|
I really want to improve at programming but I feel I'm kinda of stuck
in this 'expert beginner' phase. I'm familiar with basic data structures
and their complexity (linked lists, arrays, hash tables, queues,
trees), some basic theory (DFA, NFA, CFGs, TMs, lambda calculus etc),
and elementary math (calc I, II, III, linear algebra, ODEs, discrete). I don't feel particularly confident in any of these areas of study,
knowing the minimum amount to get me by. Sure I know what a NFA is,
but ask me convert it to a DFA and I'm lost.
I lack 'deep', real knowledge and am desperate to acquire this
mythical stuff before it's too late. In terms of areas of interest, I am interested in type theory, FP,
compilers, machine learning, expert systems and AI. So knowing this, how would I best use say 8-12 hours a day, every day,
to learn this stuff? Should I be reading papers all day? Should I be
writing code? Should I be doing exercises in books? There's just so
much material I need to get through that I am lost on how to actually
spend my time getting better. |
Your list of interests sounds like that of a computer scientist, but I'm allocating a little space to "Maybe your only exposure to computer programming so far has been undergrad CS and you're describing it in the only language anyone has ever taught you."
The best way to skill up as a programmer, if you're interested in that, is to ship more software. There is deep, mythical knowledge in programming, and it is acquired with sweat on your brow and a pickaxe in your hand chipping away at a coal face made out of Why Doesn't This Freaking Work.
You will note that most programs you work on build on things you have heard about in CS classes but do not implicate most of them directly.
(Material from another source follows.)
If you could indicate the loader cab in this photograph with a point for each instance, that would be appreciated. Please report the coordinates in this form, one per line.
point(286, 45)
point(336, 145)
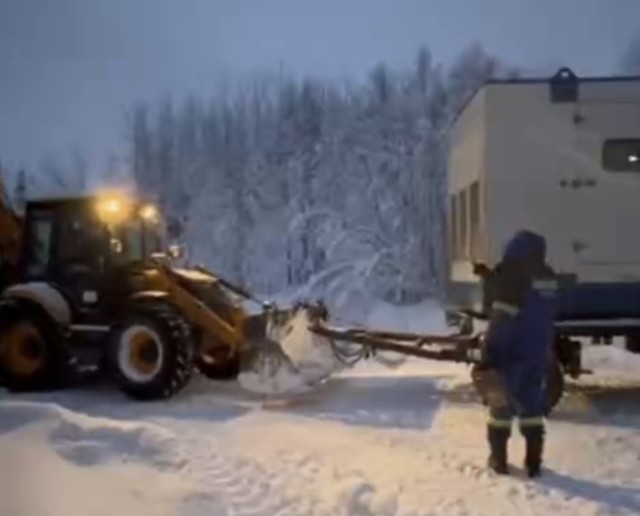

Compilers are very nice to understand. If you want to be a programmer, absent you making the goal of working on compilers your life's work for the next 10 years, you will probably not work on compilers. Most coal faces sound like something rather more like "A business has some fairly straightforward transformations to be made on two sets of data. There's plenty of opportunity for smart implementation choices and cleverness, but that mostly informs the small rather than the large of this project." (Cleverness in the large in programming is good selection of which coal faces to attack at all. After you get there people often stop calling you a programmer no matter how much programming you do.)